How to find and hard delete objects older than n-days in LakeFS? Later it'll be a scheduled job.

awrow
  • 83
  • 6

1 Answers1

4

To do that you should use the Garbage Collection (GC) feature in lakeFS.

Note: This feature cleans objects from the storage only after they are deleted from your branches in lakeFS.

You will need to:

  1. Define GC rules to set your desired retention period.

    From the lakeFS UI, go to the repository you would like to hard delete objects from -> Settings -> Retention, and define the GC rule for each branch under the repository.
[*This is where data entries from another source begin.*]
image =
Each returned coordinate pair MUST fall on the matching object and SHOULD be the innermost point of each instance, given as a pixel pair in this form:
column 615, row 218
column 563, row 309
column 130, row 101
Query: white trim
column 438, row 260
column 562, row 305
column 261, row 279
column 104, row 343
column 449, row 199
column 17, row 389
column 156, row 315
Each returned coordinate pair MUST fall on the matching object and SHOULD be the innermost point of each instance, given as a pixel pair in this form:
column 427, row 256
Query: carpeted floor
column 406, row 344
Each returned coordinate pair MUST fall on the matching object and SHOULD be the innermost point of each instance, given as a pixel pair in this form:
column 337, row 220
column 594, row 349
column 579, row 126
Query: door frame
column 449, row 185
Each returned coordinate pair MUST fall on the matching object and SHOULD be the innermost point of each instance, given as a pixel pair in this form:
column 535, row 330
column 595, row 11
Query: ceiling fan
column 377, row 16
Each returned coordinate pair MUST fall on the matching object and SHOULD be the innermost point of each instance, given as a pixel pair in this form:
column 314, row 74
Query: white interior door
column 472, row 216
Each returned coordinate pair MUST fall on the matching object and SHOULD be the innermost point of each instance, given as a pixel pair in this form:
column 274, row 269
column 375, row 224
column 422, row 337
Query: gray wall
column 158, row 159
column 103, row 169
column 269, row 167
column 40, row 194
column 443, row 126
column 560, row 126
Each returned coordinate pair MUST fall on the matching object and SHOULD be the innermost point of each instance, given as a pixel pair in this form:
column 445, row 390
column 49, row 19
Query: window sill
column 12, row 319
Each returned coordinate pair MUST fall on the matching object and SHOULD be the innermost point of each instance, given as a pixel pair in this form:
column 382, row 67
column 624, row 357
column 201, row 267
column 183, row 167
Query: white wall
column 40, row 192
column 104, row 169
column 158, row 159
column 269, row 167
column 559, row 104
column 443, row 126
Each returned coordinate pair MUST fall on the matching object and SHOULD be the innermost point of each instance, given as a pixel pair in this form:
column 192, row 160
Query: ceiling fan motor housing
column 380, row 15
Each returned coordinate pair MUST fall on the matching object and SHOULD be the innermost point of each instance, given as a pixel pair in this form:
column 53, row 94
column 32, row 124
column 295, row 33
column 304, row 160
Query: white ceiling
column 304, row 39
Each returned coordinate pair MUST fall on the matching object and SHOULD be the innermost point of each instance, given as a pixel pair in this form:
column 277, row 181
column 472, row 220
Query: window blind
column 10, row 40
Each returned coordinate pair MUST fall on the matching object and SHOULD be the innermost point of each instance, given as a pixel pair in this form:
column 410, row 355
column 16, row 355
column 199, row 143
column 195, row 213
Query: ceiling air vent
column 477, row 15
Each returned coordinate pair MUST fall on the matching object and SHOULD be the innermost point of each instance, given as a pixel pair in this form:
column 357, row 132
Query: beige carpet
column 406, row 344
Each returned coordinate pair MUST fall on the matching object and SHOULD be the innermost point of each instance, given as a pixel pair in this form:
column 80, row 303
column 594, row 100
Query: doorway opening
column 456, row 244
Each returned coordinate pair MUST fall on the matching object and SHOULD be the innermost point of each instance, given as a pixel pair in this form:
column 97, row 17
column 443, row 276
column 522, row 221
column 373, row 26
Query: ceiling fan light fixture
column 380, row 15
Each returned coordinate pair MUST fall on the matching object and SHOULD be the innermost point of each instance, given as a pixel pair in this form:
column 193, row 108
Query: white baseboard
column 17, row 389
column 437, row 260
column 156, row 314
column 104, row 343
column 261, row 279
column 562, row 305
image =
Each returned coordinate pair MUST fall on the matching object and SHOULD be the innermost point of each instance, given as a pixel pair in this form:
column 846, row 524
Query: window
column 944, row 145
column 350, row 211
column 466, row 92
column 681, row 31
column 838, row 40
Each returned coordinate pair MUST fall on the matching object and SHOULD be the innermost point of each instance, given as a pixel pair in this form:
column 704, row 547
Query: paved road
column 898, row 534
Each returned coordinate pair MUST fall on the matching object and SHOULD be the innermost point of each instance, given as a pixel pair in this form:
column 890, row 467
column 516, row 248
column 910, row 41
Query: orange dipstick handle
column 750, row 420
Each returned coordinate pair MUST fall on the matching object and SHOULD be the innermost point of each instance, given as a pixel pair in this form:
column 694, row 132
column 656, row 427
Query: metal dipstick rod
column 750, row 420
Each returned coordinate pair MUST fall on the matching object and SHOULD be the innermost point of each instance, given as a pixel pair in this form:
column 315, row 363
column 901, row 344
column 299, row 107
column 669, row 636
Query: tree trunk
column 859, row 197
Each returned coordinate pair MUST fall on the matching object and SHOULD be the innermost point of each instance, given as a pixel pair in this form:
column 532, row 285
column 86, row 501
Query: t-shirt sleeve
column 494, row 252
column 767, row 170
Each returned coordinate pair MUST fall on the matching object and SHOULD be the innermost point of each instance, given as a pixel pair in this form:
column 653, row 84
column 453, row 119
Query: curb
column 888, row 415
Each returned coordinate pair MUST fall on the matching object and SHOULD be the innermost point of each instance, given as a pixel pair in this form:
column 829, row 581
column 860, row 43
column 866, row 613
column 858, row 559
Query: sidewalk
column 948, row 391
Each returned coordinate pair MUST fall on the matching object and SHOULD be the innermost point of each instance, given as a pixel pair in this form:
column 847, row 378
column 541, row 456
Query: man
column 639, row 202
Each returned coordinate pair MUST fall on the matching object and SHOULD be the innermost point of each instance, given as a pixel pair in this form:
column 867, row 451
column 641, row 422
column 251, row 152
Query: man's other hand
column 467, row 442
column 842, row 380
For example -

    {
        "default_retention_days": 21,
        "branches": [
            {"branch_id": "main", "retention_days": 28},
            {"branch_id": "dev", "retention_days": 7}
        ]
    }
    
  2. Run the GC Spark job that does the actual cleanup, with -

    spark-submit --class io.treeverse.clients.GarbageCollector \
      -c spark.hadoop.lakefs.api.url=https://lakefs.example.com:8000/api/v1  \
      -c spark.hadoop.lakefs.api.access_key=<LAKEFS_ACCESS_KEY> \
      -c spark.hadoop.lakefs.api.secret_key=<LAKEFS_SECRET_KEY> \
      -c spark.hadoop.fs.s3a.access.key=<S3_ACCESS_KEY> \
      -c spark.hadoop.fs.s3a.secret.key=<S3_SECRET_KEY> \
      --packages io.lakefs:lakefs-spark-client-301_2.12:0.5.0 \
      example-repo us-east-1
    
johnnyaug
  • 887
  • 8
  • 24
Tal Sofer
  • 76
  • 6
  • ty, but how actually find and delete this ogjects? – awrow Nov 28 '21 at 11:01
  • 2
    You can use the [Python API client](https://docs.lakefs.io/integrations/python.html) lakeFS provides to list objects, filter them by mtime, and delete them. If this does not support the scale of your environment, you can use the [Metadata client](https://github.com/treeverse/lakeFS/tree/master/clients/spark) to achieve the same goal from Spark. – Tal Sofer Nov 28 '21 at 14:49
  • Sounds good ty! – awrow Nov 28 '21 at 14:51